Dhamma truly is a protector. But it does not protect just by the fact that you are a Buddhist. It does not protect you just because you are well-versed in the suttas, the pali canon, and all the teachings of the Buddha. The Dhamma protects one only when one becomes the Dhamma itself. One must put aside all notions, beliefs, knowledge, views and a sense of self and truly give oneself to the practice of Dhamma and then the wheel begins to turn. It was fascinating to observe and see the process unfolding within oneself. It's like the blossoming of a flower. One cannot make it open its petals, but one can only make the sun shine upon the flower bud and wait for the petals to open up. So too does Dhamma. As it grows in you, Dhamma opens around you like a protective sheath, surrounding you in its cover. It's not a cover that's visible. It's an invisible sheath of protection that you carry with you as long as you maintain the practice.
It's so very powerful but unlike many things in the world that can be seen, heard, touched, smelled Dhamma cannot be felt by the senses. This is what makes things hard for us all, including myself. Because it's all within oneself away from the normal sense contacts and the sense world, it's easy to stray away from that and swept by the currents of what is immediately in front of you. So, we depend on the protections provided by the sense contacts and the sense world. For example, we depend and we put so much effort and importance to material things like houses, money, cars, and more houses and all kinds of other things but none of these things give us protection.

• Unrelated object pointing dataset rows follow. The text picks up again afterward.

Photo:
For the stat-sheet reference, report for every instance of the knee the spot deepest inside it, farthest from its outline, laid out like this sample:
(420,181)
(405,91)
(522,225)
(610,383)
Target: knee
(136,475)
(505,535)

Perhaps in the short-term from the sun, rain, snow, winds etc but all these things are subject to change and decay. Also as we change the allure and the fascination these things hold for us wither away. Both are temporary.

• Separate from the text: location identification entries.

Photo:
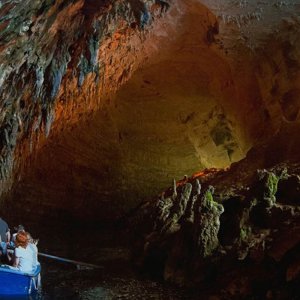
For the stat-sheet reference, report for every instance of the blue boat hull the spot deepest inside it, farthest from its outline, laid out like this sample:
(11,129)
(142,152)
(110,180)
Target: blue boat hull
(15,283)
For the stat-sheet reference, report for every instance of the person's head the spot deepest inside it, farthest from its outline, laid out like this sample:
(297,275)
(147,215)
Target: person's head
(21,239)
(19,228)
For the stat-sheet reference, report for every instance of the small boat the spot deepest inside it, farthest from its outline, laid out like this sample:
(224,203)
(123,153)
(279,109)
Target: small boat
(16,283)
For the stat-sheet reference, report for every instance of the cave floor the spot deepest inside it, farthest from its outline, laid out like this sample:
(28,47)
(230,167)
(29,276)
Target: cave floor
(106,247)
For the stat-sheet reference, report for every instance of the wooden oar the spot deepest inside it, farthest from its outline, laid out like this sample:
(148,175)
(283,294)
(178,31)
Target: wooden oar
(74,262)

So, we seek protection in what is temporary and flimsy. But yet find great solace in them. However, just because we cannot see, hear and touch we don't make the effort to seek what can provide us eternal protection: the Dhamma. It's hard and requires much work and effort. I find it so very ironic that people are willing to work their butts off in going to work for more than 8 hours a day for 5 days a week and sometimes even more, raise a family and feed them and look after them and work like dogs to continue feeding them and up keeping them, cook, clean, shovel snow and do numerous tedious work day in day out and yet not allocate a single hour or a day or a few days a year to their spiritual development. None of the day to day things they do, have much benefit to each one of us other than ensure our survival for the length of period we live...then we are gone. But we work and fret over things like we would live a life time.
But no one thinks of the eternal life that each one of MUST ride on our own even after death. That life has to be walked whether we like it or not. But none of the activities that we do for our survival in this life, would help us in that journey. But no one thinks of this. I don't understand why? Is it because the question is not pressed hard enough? Perhaps that's why old people start visiting the temples and start observing sil, or giving more danas? Because with old age comes the pressing issue of death. But when we are young, no such pressing issue?! How ignorant are we?

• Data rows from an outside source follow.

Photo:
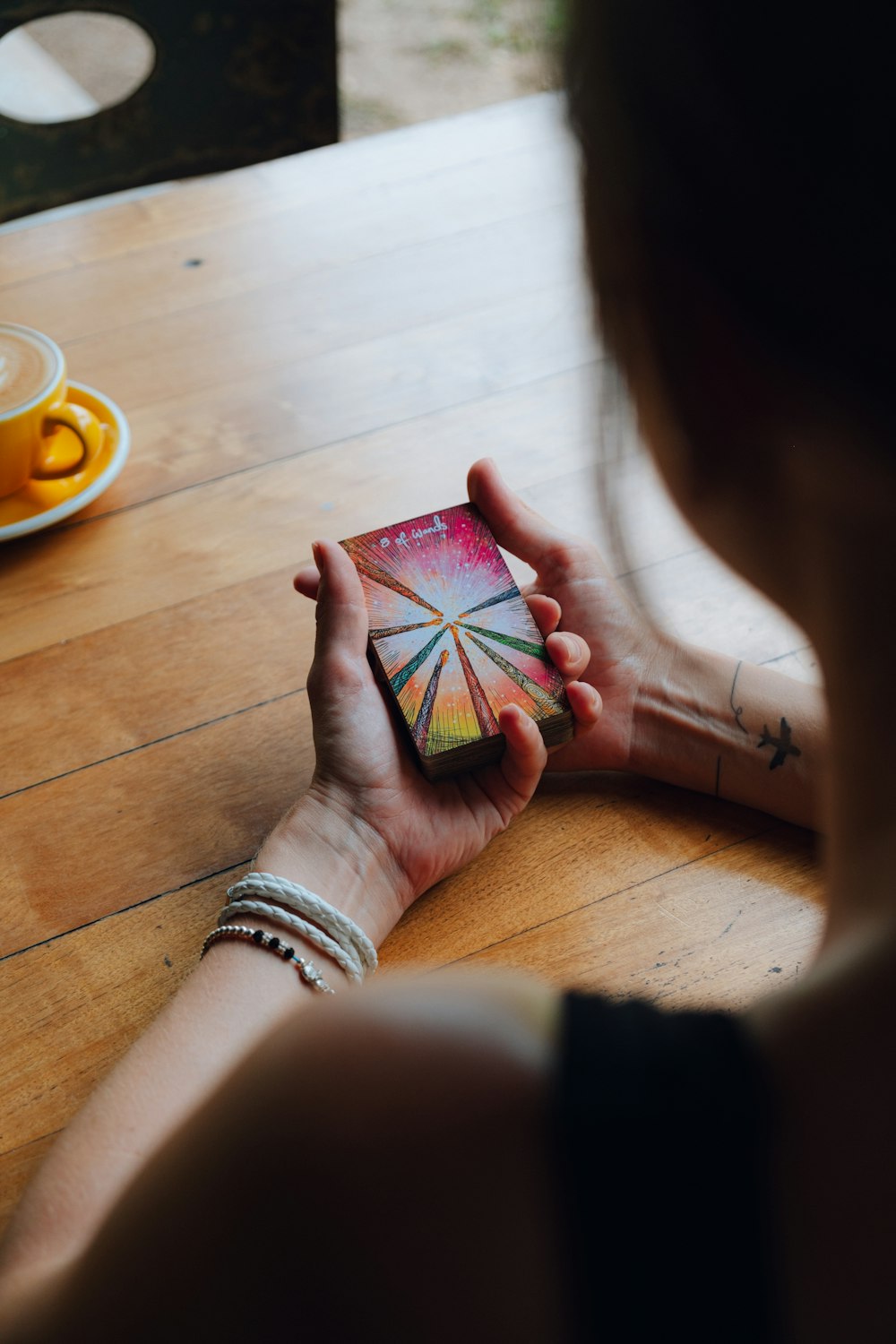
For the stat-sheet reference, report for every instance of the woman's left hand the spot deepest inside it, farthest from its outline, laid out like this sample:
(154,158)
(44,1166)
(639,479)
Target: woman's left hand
(366,780)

Anyway, Dhamma will only protect those who live according to Dhamma. We have to shape our lives according to Dhamma whether we like it or not. It helps to realise the deeper truth presented by the Buddha rather than read them and understand them as just another intellectual jargon. That way shaping our life becomes that much easier. When one shapes life according to the Dhamma, one becomes something larger than oneself. Dhamma is the truth of everything. As we shape our lives according to the Dhamma we align ourselves to the greater truth of things. By doing so, we becomes one with things as they should be rather than fighting against it. That's why great arahants could live life in total harmony, because they were in sync with everything.
In the world, we ask for what cannot be, we crave for what is not real and is in constant friction with life and everything and truth. Basically we are living against the Dhamma. That's why there is so much misery, heartache, disappointments, anger, rejection, disapproval. When one starts to align oneself with the Dhamma all these above things fall by the way side because ones perspective change and along with that one beings to see the truth and way things are rather than things ought to be according to ones egotistical wishes and whims. When that happens life starts to synchronize.
It's the most beautiful thing in the world. But it takes time and work. Not outside work but much introspection and contemplation. It takes self-discipline and single-minded dedication. But when your life starts taking shape you can see for yourself the beauty of the Dhamma. The great benefits borne in the heart. They are the miracles of life.
May you too find the miracles that lie deep in your heart!